SWAMINATHA ODAYAR Vs. SGOPALASWAMI ODAYAR

Decided On March 16, 1937
SWAMINATHA ODAYAR Appellant
V/S
SGOPALASWAMI ODAYAR Respondents

JUDGEMENT

(1.) An objection which ought to have been taken in limine, has been raised at the closing stage of a long argument, to the effect that the appeal, is incompetent on account of certain parties not having been added as respdndents. We do not at present propose to set out the history of this long-drawn litigation, for, it is sufficient to state just a few facts in order to deal with the contention raised. This was a partition suit commenced nearly two decades ago and the members of the family to which the action relates, owned considerable properties when it started, but they have since been reduced, with the exception of the sixth defendant, to such straits, that some are represented by the assignees in insolvency, and the others, by the trustees under a composition deed. The only solvent member now of the family is the sixth defendant and he is the appellant before us. There are several memoranda of objections in the nature of cross-appeals which have been filed. The principal contesting respondent is the third defendant represented by the Receiver in insolvency and the preliminary objection referred to above has been raised by his counsel, Mr. Venkatarama Sastri. In the action originally the family was divided into three branches: the first consisting of the plaintiff, the second of defendants 1 and 2, and the third of defendants 3 to 8. The preliminary decree of the trial Court passed in 1924 separately allotted to the sixth defendant of the third branch a distinct share, the integrity of this branch not having been otherwise disturbed. We must observe that defendants 3, 4, 5, 7 and 8 form two sub-families: (1) defendant 3 and his sons defendants 5 and 7, and (2) defendant 4 and his son defendant 8. An appeal from the preliminary decree was filed here and during its pendency the third defendant was adjudicated insolvent in 1925 and the fourth defendant in 1927. With only one aspect of the appellate decree passed by the High Court we are now concerned, namely, that it effected a further sub-division of shares as between the third and the fourth defendants.

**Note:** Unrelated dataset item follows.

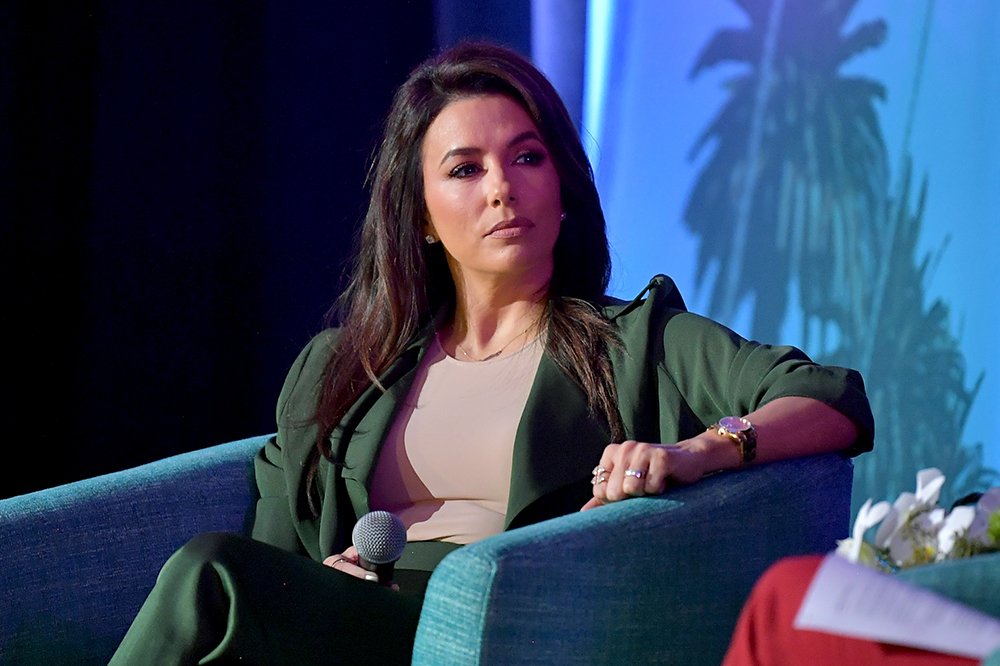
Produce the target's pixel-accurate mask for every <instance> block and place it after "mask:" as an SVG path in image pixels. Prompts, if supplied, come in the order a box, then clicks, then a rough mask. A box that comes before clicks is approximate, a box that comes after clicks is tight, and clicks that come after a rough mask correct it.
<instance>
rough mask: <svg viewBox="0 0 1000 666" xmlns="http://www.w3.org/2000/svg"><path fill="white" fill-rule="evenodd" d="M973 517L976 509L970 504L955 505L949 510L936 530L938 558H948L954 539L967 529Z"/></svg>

The ultimate position as settled by the High Court's decree, so far as the shares were concerned, was thus:

(2.) The case went back to the trial Court which in due course passed a final decree, which the sixth defendant as the appellant now attacks.

(3.) The preliminary decree, which was confirmed by the High Court, has held defendants 3 to 8 jointly accountable to the other branches of the family in respect of certain matters, that is to say, the question as between defendants 3 to 8 on the one hand and the plaintiff and defendants 1 and 3 on the other, is concluded by the judgment already pronounced by the High Court; but the point yet remained to the decided, namely, as among themselves (that is, defendants 3 to 8) how much of this common burden was each of the sub-groups to bear ?--in other words, how much was to be borne by the third defendant's sub-group consisting of himself and his sons defendants 5 and 7, how much by the fourth defendant's sub-group consisting of himself and his son defendant 8 and how much by the sixth defendant? The learned Subordinate Judge, after dealing under various heads with sums of money amounting to several lakhs, passed a final decree, containing in the result inter alia the following directions: (1) The sixth defendant shall pay Rs. 2,177-9-0 to the plaintiff's branch, Us. 10,515-7-6 to defendants 1 and 2 and Rs. 18,385-1-6 to the fourth defendant's branch; (2) The third defendant's branch shall pay the fourth defendant's branch Rs. 10,932-2-3.